Sudah cukup, biarkan diriku terbawa oleh arus ini.
Jangan takut, Sena Kisumi. Jangan sampai membuat gadis ini merasa malu.
Sekalian saja, lanjutkan sejauh mungkin!
"Ujung jarimu, jauh lebih keras daripada sebelumnya."
"Eh, jari?"
Aku menundukkan pandangan.
Yang diperhatikan Yoruka adalah tangan kiriku yang tergeletak di atas pahaku. Dia memeriksa ujung jariku dengan seksama.
"Kamu banyak berlatih gitar, jadi wajar saja. Kamu sudah jauh lebih mahir dibandingkan saat pertama kali belajar."
Yoruka tersenyum senang seolah keberhasilanku adalah miliknya juga.
Sudah hampir satu bulan sejak aku yang masih pemula mulai serius berlatih gitar.
Setiap hari aku menyentuh gitar tanpa absen. Ujung jariku yang dulunya lembut dan langsung terasa sakit saat menekan senar kini sudah jauh lebih kuat.
"Kamu benar-benar memperhatikannya, ya, Yoruka."
"Tentu saja. Aku harus menjadi orang yang paling peka terhadap perubahan pada dirimu."
"Pacarku memang bisa diandalkan."
"Aku iri melihat hasil kerja kerasmu."
"Aku ini pemula, jadi masih punya banyak ruang untuk berkembang. Berbeda denganmu yang sejak awal sudah bisa bermain piano."
"Tapi aku tetap banyak melakukan kesalahan, bahkan di depan anggota klub musik. Aku harus segera memperbaikinya."
Band kami, R-inks, dibentuk khusus untuk festival budaya, semacam band sementara.
Selain pemimpin kami, Kanou Mimei, empat anggota lainnya---termasuk aku dan Yoruka---bukan bagian dari klub musik.
Meski begitu, anggota klub musik yang mengetahui bagaimana kami terbentuk bersikap ramah dan bahkan memberi kami kesempatan untuk tampil di panggung utama festival.
Demi membalas kepercayaan mereka, kami semua memiliki tekad yang sama untuk sukses di hari pertunjukan nanti.
"Jangan khawatir, yang paling berpotensi mengacaukan segalanya adalah aku. Kamu hanya perlu percaya diri dan bermain sebaik mungkin."
"......Andai kepercayaan diri itu bisa diberikan oleh orang lain dengan mudah."
Sambil menghela napas, Yoruka bersandar ke dadaku.
Aroma manisnya menggelitik hidungku.
Kenapa seorang gadis yang cantik harus memiliki wangi seindah ini?

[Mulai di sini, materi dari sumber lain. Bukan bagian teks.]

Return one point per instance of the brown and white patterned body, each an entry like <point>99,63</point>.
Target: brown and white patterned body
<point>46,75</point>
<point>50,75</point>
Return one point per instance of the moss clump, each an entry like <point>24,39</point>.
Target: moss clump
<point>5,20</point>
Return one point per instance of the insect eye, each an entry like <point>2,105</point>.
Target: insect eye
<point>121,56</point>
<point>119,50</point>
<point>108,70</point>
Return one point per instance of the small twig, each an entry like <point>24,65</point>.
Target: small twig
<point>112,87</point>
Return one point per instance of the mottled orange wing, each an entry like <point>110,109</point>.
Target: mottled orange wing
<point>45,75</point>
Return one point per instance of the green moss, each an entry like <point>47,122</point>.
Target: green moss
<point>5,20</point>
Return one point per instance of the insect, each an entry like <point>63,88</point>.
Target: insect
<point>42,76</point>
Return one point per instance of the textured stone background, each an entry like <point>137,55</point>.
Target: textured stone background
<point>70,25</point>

Tubuhnya yang begitu dekat membuat panas yang mulai reda dalam diriku kembali menyala.
Tanpa henti, jari-jarinya terus meraba tanganku seakan mencari hiburan sendiri.
Maaf, tapi ini benar-benar siksaan bagiku.
"Yoruka, bagaimana kalau kita pindah tempat? Aku mulai lapar."
"Setuju. Aku juga ingin makan sesuatu yang manis."
"Apa saja, terserah Yoruka."
Karena pikiranku melayang entah ke mana, aku menjawab seadanya.
"Hei, apa aku membuatmu kesulitan?"
Yoruka langsung menangkap perubahan sikapku.
"Tentu saja tidak."
"Tapi tadi kamu seperti tidak fokus."
"Haruskah aku mengatakannya?"
"Aku ingin tahu segalanya tentangmu, Kisumi."
Aku menjawab dengan jujur.
"Yoruka terlalu manis, dan akhir-akhir ini kamu makin sering melakukan sentuhan fisik. Itu......membuatku bersemangat. Kita hanya berdua di ruangan ini, aku bisa saja kehilangan kendali."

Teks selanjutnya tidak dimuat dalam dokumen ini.